Eventually Henry realizes who’s at the front door and comes down to let them in. In another signature use of his dynamic lens, Whale follows Henry, passing the camera’s view across--and seemingly through--the wall separating the lab from the stairway in one fluid motion. He invites them in to view the creation of the monster; and what a creation it is! Kenneth Strickfaden’s awesome electrical apparatus sparks and arcs and crackles with brilliance as the body, stitched together from dead tissue, is raised to the heavens during the height of the storm. In a crescendo of lightning flashes, electrical discharges, crashing thunder, and anxious faces, the body is brought back down. Slowly, the lifeless hand is lifeless no more, and Henry utters the formerly censored words, “Now I know what it feels like to be God!” The monster is born.
But is Frankenstein’s monster really a monster, or is he just misunderstood? Henry and Dr. Waldman argue this point, and whether to keep the monster (Boris Karloff) alive, but before you can say “going to hell in a hand basket” everything goes quickly wrong when the monster makes his first onscreen appearance. First you hear his clumping footsteps ascending the stairs, then the door slowly opens as he enters facing backwards. Slowly he turns around, and two zooming close-ups reveal Jack Pierce’s creepy cotton and collodion makeup that surely must have made non-jaded hearts skip a beat in 1931. Directing the monster to sit down, Henry opens the skylight to let sunlight in. The monster reaches upward, attracted by the sudden brightness, trying to touch it. When Henry closes the skylight, making it dark again, the mute monster again expresses want with its hands. Karloff’s pantomime performance is poignant. Perhaps Dr. Waldman is wrong and--damn, what’s Fritz doing with that torch? As the composure of the monster turns from fear to rage, so does Henry’s reason begin to shatter and Waldman presses his argument.
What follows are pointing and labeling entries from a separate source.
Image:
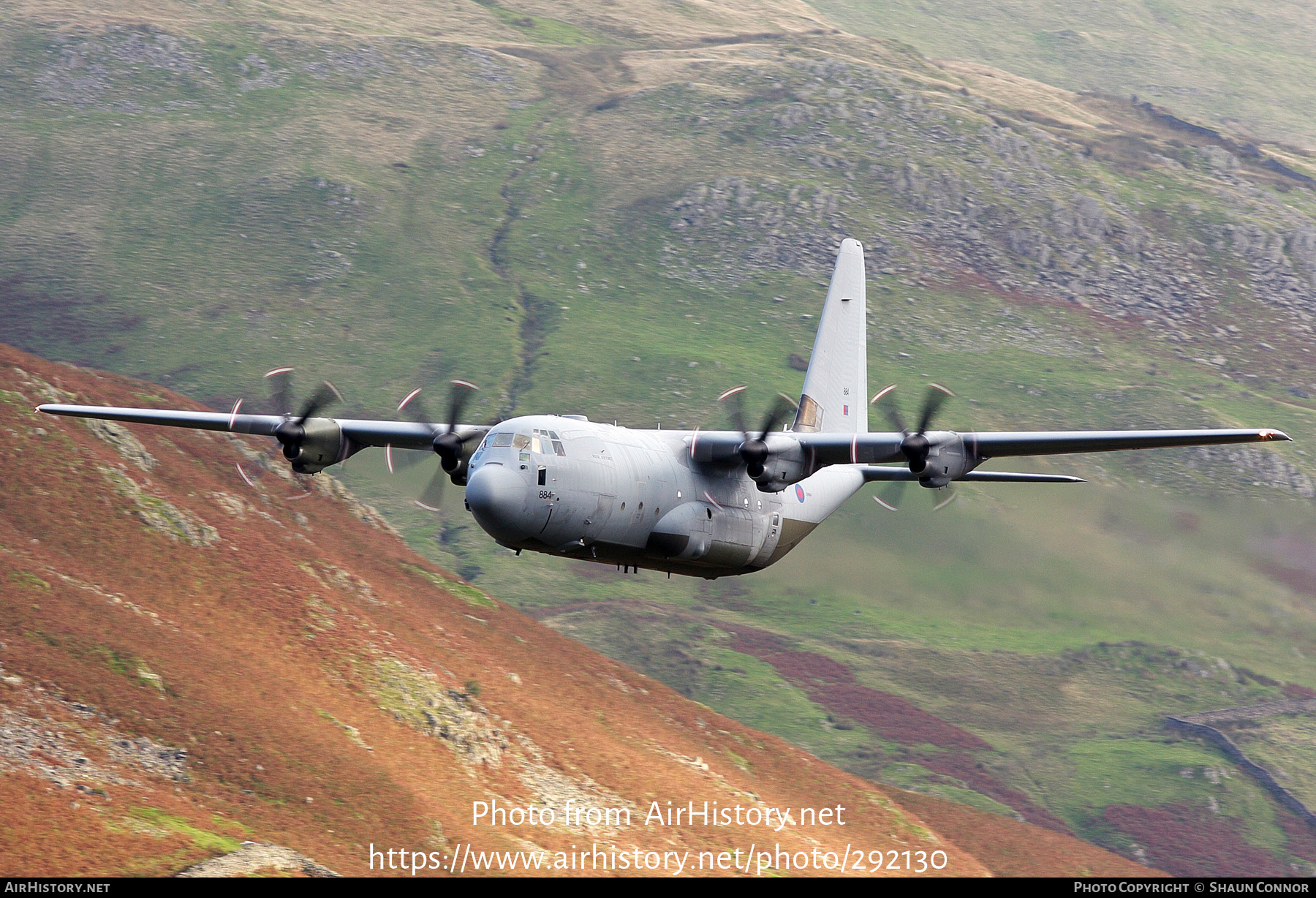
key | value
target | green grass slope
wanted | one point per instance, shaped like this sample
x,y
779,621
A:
x,y
1248,67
Fritz really shouldn’t have mistreated the poor thing, though. Fire, whips, chains, such abuse is bound to make any monster inordinately angry. Henry should have fired Fritz on the spot, but he didn’t, and so the monster starts acting monstrously. A long scream of terror later, Fritz is found hanging by his own whip, courtesy of one really annoyed and fed-up monster. Making matters worse, Dr. Waldman gets all choked up over his work, permanently, before he can euthanize Henry’s once cherished creation.